Grandfathered weapons owned before enactment of the bill would still be subject to new background checks for sale or transfer, high-capacity magazines would still be prohibited as part of the exchange, and owners would be required to adhere to new safety storing standards.
Prohibiting the sale of high-powered rifles is not the primary aim of the ban, according to Vice President Joe Biden, a long tenured advocate of increased gun regulation on Capitol Hill. President Barack Obama has placed Biden in charge of the new regulation effort.
“I’m much less concerned, quite frankly, about what you call an assault weapon ban than I am about magazines and the number of rounds that can be held in a magazine,” Biden said after the first draft of the bill was introduced in the Senate.

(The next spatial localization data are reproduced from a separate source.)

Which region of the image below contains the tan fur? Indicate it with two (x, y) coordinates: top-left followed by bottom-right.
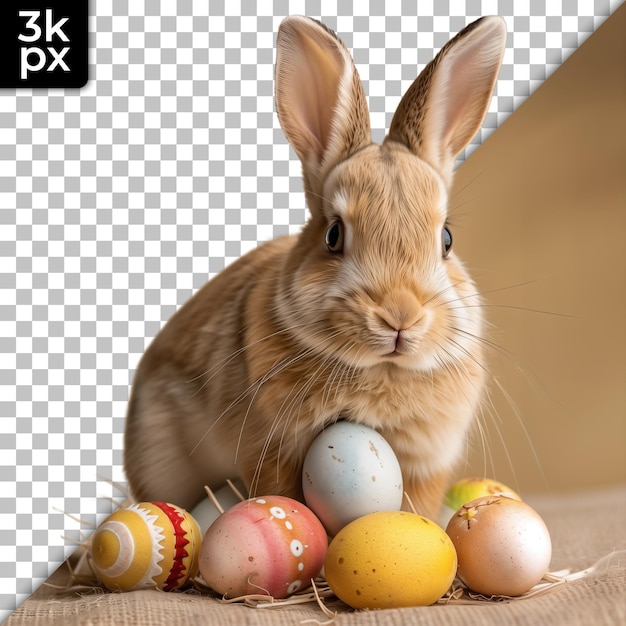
(124, 16), (507, 521)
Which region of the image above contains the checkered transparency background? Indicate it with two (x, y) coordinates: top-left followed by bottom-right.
(0, 0), (621, 618)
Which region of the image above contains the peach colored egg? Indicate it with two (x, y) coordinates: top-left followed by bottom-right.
(446, 495), (552, 596)
(198, 496), (327, 598)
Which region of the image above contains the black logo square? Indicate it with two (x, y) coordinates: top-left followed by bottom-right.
(0, 1), (88, 88)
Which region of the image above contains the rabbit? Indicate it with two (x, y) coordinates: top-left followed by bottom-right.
(124, 15), (507, 521)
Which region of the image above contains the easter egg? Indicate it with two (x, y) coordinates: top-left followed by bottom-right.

High-capacity magazines, like the ones referred to by Biden, were used in the Newtown, Conn., Sandy Hook Elementary School shooting that left 20 children and 6 faculty and staff members dead in December.
Following the attack, public outcry for increased gun control has never been higher, even across party lines, prompting Obama to declare the issue one of his top priorities in 2013. Recently the president has embarked on a national speaking tour in support of the cause and to mount up pressure on Congress to act on the bill.
Though originating in the Senate, six of the 55 Democratic majority senators do not support the measure, preventing the party from having the 51 votes they would need to pass.
Even if Democrats come together, they still would not have the 60 votes needed to cloture a guaranteed Republican filibuster, preventing the bill from being put to a vote.
Next, the ban would have to make it through the House, where the Republican majority and moderate Democrats would put up a fight. Both groups count on NRA funding and Second Amendment favoring constituents for re-election.
Even still, the president is not giving in.
“Gabby Giffords deserves a vote. The families of Newtown deserve a vote. The families of Aurora deserve a vote. The families of Oak Creek, and Tucson, and Blacksburg, and the countless other communities ripped open by gun violence. They deserve a simple vote,” Obama said in his State of the Union Address two weeks ago.
Despite the controversy an assault weapons ban is nothing new. The Clinton administration passed a similar 10-year ban that expired in 2004. The new ban, if enacted, would be permanent. Some gun experts have said the bill displays a lack of expertise about the nature of weapons listed.
Lawmakers may have to first disarm themselves of the popular prevalence of partisan politics before they can come to any agreement on gun rights and regulations.